Review: Whisker – Moon Mood (Husky Pants, Feb 23)

On Moon Mood, their first album as Whisker, Tiger Hatchery drummer Ben Billington and bassist Andrew Scott Young weave one of the more unusual—and enthralling—duo improvisations I’ve heard. Though Billington pounds the kit mercilessly in the aforementioned project, a trio with saxophonist Michael Forbes, here he embraces a much more subdued palette of abstract electronics. At first, the contrast between these burbling transmissions and Young’s dissonant but largely conventional playing is stark, almost off-putting even, but the pair’s particular style of musical conversation soon becomes not only palpable, but visceral.
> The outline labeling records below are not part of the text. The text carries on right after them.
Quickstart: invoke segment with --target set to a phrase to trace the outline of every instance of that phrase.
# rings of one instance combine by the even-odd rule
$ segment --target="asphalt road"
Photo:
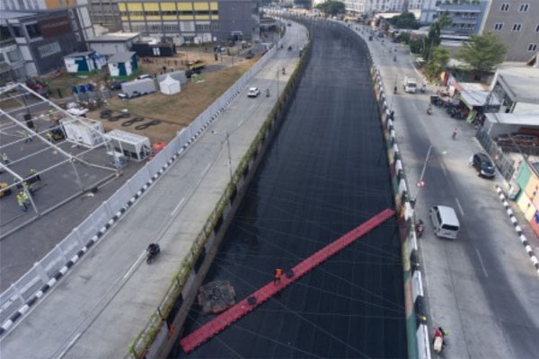
[[[276,267],[393,206],[376,106],[365,53],[317,27],[290,111],[206,283],[229,280],[244,298]],[[405,357],[400,250],[392,219],[189,357]],[[189,318],[187,333],[211,319],[198,304]],[[169,357],[180,356],[176,348]]]
[[[285,42],[305,46],[305,29],[290,30]],[[273,89],[277,72],[285,66],[291,74],[297,62],[296,51],[279,50],[247,87]],[[278,77],[281,88],[288,76]],[[2,358],[123,357],[228,184],[224,134],[230,134],[234,171],[275,101],[275,95],[249,99],[244,89],[46,298],[3,335]],[[162,251],[148,266],[145,250],[152,241]]]
[[[443,356],[449,358],[536,358],[539,353],[539,279],[494,191],[467,164],[482,150],[473,129],[436,109],[426,115],[429,96],[403,94],[400,81],[418,74],[397,46],[397,62],[388,48],[373,43],[386,89],[397,78],[399,94],[389,103],[417,213],[426,220],[420,249],[433,326],[449,330]],[[393,53],[393,52],[392,52]],[[398,77],[396,77],[398,76]],[[429,91],[435,89],[430,88]],[[394,101],[394,102],[393,102]],[[458,135],[454,141],[455,127]],[[426,186],[417,189],[429,147]],[[500,181],[501,176],[497,180]],[[433,205],[454,207],[461,223],[456,241],[437,239],[428,218]]]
It’s a strange combination of edge-of-your-seat, suspenseful volatility and something much more languid; each musician has a wide range of intrusions at their disposal, from sparse to punishing, but the detailed noise they produce together is not an outward assault, nor even a muscular, indulgent chaos of Euro free jazz (I can’t help but think of Kowald when lost in Young’s throaty, expressive bowing)… they’re just jamming. Though that may sound reductive, it isn’t at all, because for me all the intrigue of Moon Mood is in the fluidity of exchange, wordless questions and proposals and answers and reactions. It’s well-recorded but you still feel like you’re in the room with them; at one point Billington rides on a low, buzzing throb that could very well be a vibrating cell phone, and it has the interesting effect of grounding one’s perspective to a space only hinted at, within which the instrumental gestures are even more astounding. Right now I’m particularly obsessed with a moment about four minutes into the second track, when the duo tries their hand(s) at a whimsical call-and-response, and their flurry of jutting tones and scant bow slices just absolutely nails it. Looking forward to more stuff from Whisker.